La dixième nuit, il m’a violée pour la première fois. Prudemment, lentement, comme pour me rendre service, comme si mon énorme ventre n’était qu’un obstacle technique à la navigation. Il m’a tourné de mon côté. Il m’a tenu les hanches, et quand il l’a fait, il m’a chuchoté à l’oreille que je n’avais pas besoin de m’inquiéter, qu’il ne ferait pas de mal à l’enfant, qu’il m’aimait. Puis il a dormi dans mon lit. Je ne dormais pas en regardant le plafond, je sentais mon fils bouger, je me demandais s’il pouvait sentir ce qui se passait, s’il savait que sa mère était détruite quand il grandissait.
Des jours de combats. J’ai arrêté de compter. J’ai mesuré le temps différemment: combien de fois est-il venu la nuit? Combien de fois mon fils a-t-il donné des coups de pied plus tard? Combien de fois j’ai pensé à Henry et je me suis demandé s’il était encore en vie, s’il me cherchait, s’il savait que je portais notre enfant en Enfer, ce qu’il ne pouvait pas imaginer.
Le commandant était le Sturmbannführer Klaus Richter. Je connaissais son nom parce qu’il l’a répété. Il voulait que je le dise. Il voulait que je le dise correctement, avec respect, comme si nous étions amants, pas un gardien et un prisonnier. Il avait trente-huit ans. Il était marié. Il a eu trois enfants en Bavière. Il m’a montré ses photos: deux garçons et une fille, blonds, souriants, vêtus de vêtements traditionnels. Il a dit qu’il les aimait, qu’ils lui manquaient. Puis il s’est tourné vers moi et a fait ce qu’il a fait.
Il n’était pas le seul. Parfois, d’autres officiers venaient au camp. Richter ne les laisserait pas entrer dans ma chambre.
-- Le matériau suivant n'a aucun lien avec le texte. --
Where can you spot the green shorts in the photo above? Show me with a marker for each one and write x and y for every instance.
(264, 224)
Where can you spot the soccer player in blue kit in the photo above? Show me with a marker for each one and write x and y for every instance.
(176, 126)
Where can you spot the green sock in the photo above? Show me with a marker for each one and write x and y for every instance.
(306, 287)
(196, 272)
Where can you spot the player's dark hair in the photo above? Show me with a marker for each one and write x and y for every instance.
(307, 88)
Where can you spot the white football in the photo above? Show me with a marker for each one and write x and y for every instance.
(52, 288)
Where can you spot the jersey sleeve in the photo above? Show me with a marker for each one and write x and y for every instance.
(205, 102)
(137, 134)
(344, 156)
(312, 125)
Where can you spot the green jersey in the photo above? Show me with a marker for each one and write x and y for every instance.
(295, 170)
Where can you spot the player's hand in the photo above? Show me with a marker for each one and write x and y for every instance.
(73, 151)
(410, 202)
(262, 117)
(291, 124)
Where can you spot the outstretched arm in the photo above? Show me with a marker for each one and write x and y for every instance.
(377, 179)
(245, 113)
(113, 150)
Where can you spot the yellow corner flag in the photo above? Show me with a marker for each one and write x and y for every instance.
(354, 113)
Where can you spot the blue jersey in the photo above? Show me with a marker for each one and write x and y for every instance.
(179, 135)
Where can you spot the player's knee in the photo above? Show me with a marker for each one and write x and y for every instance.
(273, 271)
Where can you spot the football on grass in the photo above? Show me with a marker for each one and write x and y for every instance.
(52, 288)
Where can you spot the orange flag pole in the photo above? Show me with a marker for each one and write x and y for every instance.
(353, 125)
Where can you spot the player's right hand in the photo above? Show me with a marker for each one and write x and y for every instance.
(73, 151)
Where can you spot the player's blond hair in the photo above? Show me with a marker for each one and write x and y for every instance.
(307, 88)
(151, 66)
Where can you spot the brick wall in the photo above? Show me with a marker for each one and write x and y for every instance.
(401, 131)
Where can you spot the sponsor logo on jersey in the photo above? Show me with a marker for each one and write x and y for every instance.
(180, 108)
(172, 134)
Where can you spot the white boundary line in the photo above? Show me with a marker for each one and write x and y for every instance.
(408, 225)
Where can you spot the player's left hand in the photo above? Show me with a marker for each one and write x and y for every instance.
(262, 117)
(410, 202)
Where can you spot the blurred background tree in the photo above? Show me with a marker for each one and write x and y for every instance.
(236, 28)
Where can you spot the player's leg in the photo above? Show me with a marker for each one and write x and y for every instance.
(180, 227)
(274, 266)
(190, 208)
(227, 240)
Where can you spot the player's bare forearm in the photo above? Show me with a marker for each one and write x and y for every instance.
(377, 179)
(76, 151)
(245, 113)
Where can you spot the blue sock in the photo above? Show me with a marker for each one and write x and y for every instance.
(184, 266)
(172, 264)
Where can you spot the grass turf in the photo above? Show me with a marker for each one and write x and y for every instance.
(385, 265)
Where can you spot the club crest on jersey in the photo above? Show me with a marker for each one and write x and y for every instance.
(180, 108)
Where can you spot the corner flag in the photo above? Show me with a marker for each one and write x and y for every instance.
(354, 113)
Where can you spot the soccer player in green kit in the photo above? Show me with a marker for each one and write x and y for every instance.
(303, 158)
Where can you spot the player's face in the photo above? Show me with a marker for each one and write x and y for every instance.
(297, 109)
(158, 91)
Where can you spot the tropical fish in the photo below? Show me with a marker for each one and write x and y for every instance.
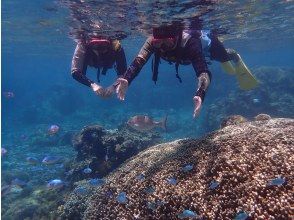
(187, 168)
(241, 216)
(5, 190)
(276, 182)
(3, 151)
(145, 123)
(96, 182)
(48, 160)
(152, 205)
(149, 190)
(213, 184)
(8, 95)
(187, 214)
(32, 160)
(53, 129)
(18, 182)
(122, 198)
(255, 101)
(172, 181)
(87, 170)
(55, 184)
(81, 190)
(140, 177)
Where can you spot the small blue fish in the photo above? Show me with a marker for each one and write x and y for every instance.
(241, 216)
(172, 181)
(152, 205)
(122, 198)
(187, 168)
(213, 184)
(187, 214)
(81, 190)
(87, 170)
(96, 182)
(109, 194)
(32, 160)
(18, 182)
(140, 177)
(48, 160)
(55, 184)
(276, 182)
(149, 190)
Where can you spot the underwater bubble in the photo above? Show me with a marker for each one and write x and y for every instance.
(241, 216)
(187, 168)
(122, 198)
(187, 214)
(96, 182)
(172, 181)
(81, 190)
(87, 170)
(149, 190)
(213, 184)
(140, 177)
(277, 182)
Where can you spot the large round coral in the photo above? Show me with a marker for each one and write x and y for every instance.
(229, 171)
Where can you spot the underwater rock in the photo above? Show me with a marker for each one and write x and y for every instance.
(262, 117)
(243, 158)
(233, 120)
(103, 150)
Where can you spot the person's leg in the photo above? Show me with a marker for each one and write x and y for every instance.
(222, 55)
(232, 63)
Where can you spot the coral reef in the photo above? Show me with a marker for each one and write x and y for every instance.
(103, 150)
(226, 173)
(273, 96)
(233, 120)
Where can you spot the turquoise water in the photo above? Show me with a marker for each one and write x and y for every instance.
(37, 47)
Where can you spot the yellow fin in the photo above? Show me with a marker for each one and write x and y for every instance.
(245, 78)
(116, 45)
(228, 67)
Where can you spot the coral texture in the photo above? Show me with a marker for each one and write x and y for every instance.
(242, 159)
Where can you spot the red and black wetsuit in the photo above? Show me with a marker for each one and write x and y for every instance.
(188, 51)
(85, 56)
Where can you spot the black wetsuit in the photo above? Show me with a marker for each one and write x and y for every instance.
(188, 51)
(85, 56)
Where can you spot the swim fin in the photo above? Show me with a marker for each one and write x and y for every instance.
(245, 78)
(228, 68)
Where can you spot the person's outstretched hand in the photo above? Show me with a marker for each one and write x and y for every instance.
(197, 106)
(108, 92)
(121, 88)
(97, 89)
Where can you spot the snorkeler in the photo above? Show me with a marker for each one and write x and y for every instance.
(100, 53)
(177, 45)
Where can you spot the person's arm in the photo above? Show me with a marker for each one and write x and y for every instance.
(200, 67)
(136, 66)
(194, 49)
(78, 67)
(121, 62)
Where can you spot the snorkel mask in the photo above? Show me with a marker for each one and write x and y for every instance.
(99, 44)
(165, 37)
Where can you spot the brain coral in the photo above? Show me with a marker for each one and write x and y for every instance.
(240, 160)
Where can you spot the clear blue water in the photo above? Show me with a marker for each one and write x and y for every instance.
(37, 47)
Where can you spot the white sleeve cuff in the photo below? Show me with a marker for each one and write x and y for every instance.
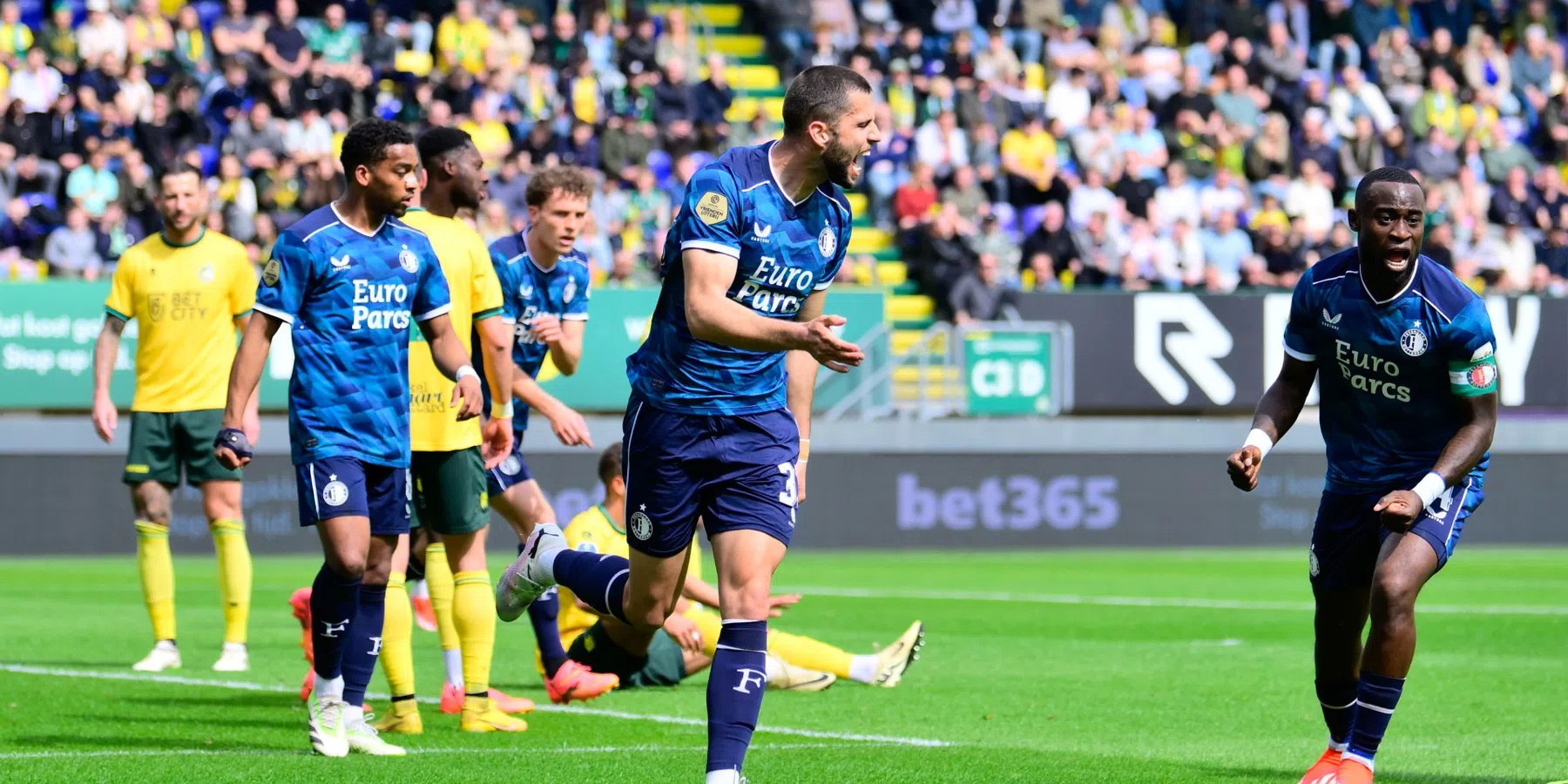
(274, 313)
(711, 245)
(431, 314)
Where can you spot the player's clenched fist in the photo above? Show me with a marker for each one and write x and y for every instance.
(470, 395)
(1399, 510)
(1242, 466)
(828, 348)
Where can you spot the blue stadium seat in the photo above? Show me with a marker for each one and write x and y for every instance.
(209, 11)
(659, 164)
(1032, 217)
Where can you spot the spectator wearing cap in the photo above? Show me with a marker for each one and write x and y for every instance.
(38, 85)
(1333, 37)
(1505, 154)
(941, 145)
(1029, 157)
(101, 35)
(980, 295)
(1068, 101)
(463, 38)
(286, 46)
(60, 39)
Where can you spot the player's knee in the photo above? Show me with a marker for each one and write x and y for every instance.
(1395, 593)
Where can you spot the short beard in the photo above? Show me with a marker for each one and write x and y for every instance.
(838, 160)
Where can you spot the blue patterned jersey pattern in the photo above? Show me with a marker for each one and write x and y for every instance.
(784, 251)
(1389, 374)
(350, 300)
(531, 290)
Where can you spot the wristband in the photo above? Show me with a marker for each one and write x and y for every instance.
(235, 441)
(1429, 488)
(1260, 439)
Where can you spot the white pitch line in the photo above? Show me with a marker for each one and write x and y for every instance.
(429, 700)
(1150, 601)
(411, 750)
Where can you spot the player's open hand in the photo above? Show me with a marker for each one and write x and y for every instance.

J’étais sa seule propriété. Mais je les ai entendus dans d’autres casernes. Des cris, des supplications, un silence soudain qui était pire que des cris. Une nuit, j’ai entendu une femme parler polonais pendant des heures. Elle n’a pas crié ce matin. On ne l’a plus jamais revue.
Il y avait une infirmière française dans le camp. Elle s’appelait Margot. Peut-être 50 ans, maigre, aux cheveux gris. Elle a été forcée d’y travailler parce que son mari a rejoint la résistance. Elle me surveillait une fois par semaine, mesurait la tension artérielle, écoutait le cœur du bébé avec un vieux stéthoscope. Elle parlait rarement. Mais un jour, quand elle a posé sa main sur mon ventre, elle a chuchoté: “Ne t’inquiète pas. La survie d’abord, puis la Justice.”